Suzanne Sanite Bélair a combattu pour l’indépendance d’Haïti. Née dans la commune de Verettes en 1782, elle meurt très jeune, sans avoir eu le temps de gouter aux fruits de son travail.

« Elle n’était pas une esclave, selon l’historien haïtien Pierre Buteau. C’était une affranchie noire qui avait une certaine aisance dans la colonie de Saint-Domingue. Malgré son rang, elle avait choisi de prendre les armes pour lutter contre la puissance coloniale », raconte l’historien.

Un buste de Suzanne Sanite a été sculpté au collège Saint-Pierre. Le séisme de 2010 a tout détruit durant son passage. Depuis, le monument n’a pas été rénové. Des portraits de l’héroïne se trouvent à plusieurs autres endroits prestigieux, dont la monnaie de dix gourdes. Ces effigies sont cependant contestées. D’après l’historien haïtien Jean Ledan Fils, les images qu’on a de Suzanne Sanite Bélair sont fausses. « Les photos actuelles sont des allégories de Bélair. Il n’existe pas de tableau qui présentait son portrait », dit Ledan.

En vrai, il s’agit d’une limitation technologique du XVIIIe siècle. « À l’époque, il n’y avait pas de photographie. Les portraits étaient difficiles à réaliser, surtout à cause des fortes turbulences liées à la  révolution. En plus, les peintres qui réalisaient des portraits étaient rares et ils étaient loin d’être intéressés par le portrait de madame Bélair », ajoute Ledan.

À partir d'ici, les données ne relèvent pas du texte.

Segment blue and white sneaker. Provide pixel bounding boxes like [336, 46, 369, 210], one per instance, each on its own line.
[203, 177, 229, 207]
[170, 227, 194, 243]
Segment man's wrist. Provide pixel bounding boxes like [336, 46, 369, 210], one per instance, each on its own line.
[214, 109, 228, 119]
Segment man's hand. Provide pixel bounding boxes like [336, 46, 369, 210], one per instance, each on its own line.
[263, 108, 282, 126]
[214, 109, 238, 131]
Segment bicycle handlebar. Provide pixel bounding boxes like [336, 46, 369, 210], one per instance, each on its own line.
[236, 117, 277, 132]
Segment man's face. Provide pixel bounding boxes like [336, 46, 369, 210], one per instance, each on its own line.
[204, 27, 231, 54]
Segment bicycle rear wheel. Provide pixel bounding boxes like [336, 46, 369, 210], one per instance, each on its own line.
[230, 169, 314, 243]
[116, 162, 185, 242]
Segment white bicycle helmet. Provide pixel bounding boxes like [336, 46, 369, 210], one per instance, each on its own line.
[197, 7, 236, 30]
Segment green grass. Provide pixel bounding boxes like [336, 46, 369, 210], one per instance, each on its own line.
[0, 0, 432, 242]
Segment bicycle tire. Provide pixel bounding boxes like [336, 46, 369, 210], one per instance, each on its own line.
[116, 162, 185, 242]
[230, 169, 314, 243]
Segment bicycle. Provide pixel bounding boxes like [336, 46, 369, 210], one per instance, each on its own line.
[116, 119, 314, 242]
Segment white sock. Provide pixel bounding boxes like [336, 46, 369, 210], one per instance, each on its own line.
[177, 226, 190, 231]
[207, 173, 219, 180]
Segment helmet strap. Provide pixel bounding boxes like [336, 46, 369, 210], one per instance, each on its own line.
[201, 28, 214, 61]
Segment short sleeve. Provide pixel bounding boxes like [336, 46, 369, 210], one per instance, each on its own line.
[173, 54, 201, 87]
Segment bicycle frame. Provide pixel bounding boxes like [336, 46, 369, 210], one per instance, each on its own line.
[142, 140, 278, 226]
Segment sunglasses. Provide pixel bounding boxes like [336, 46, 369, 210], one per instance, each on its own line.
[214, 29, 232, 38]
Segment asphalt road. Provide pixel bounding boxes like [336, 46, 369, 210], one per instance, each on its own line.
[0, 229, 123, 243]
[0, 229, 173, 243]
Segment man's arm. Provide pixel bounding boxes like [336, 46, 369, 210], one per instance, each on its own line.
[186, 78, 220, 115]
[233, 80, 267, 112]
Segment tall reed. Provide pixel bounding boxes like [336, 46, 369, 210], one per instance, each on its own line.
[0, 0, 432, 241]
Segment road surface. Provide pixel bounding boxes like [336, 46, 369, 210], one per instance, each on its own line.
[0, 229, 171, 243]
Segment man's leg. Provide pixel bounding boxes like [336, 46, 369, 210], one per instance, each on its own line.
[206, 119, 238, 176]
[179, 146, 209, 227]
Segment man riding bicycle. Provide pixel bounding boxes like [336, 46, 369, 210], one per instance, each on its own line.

L’historien précise que ce commentaire reste valable pour la quasi-totalité des héros d’Haïti. « La plupart d’entre eux ont un ou deux portraits qui seraient plus ou moins authentiques. Les autres images ne sont que des représentations », dit-il.

Bien que son portrait soit contesté, Belair a été honoré par l’État haïtien en 2004 quand la décision a été prise de frapper le billet de dix gourdes à son effigie. « Je crois que c’est une très bonne décision de rendre hommage à l’héroïne », mentionne pour sa part, Pierre Buteau qui est également président de la Société haïtienne d’histoire, de géographie et de géologie.

Les indépendantistes

Suzanne Sanite, nom de naissance, est présentée comme la femme de Charles Bélair. « Mais il n’y a pas assez d’éléments [matériels] pour prouver son lien matrimonial avec Bélair, précise l’historien Pierre Buteau. À l’époque, continue l’expert, les affranchis préféraient être mariés au lieu de vivre en union libre ».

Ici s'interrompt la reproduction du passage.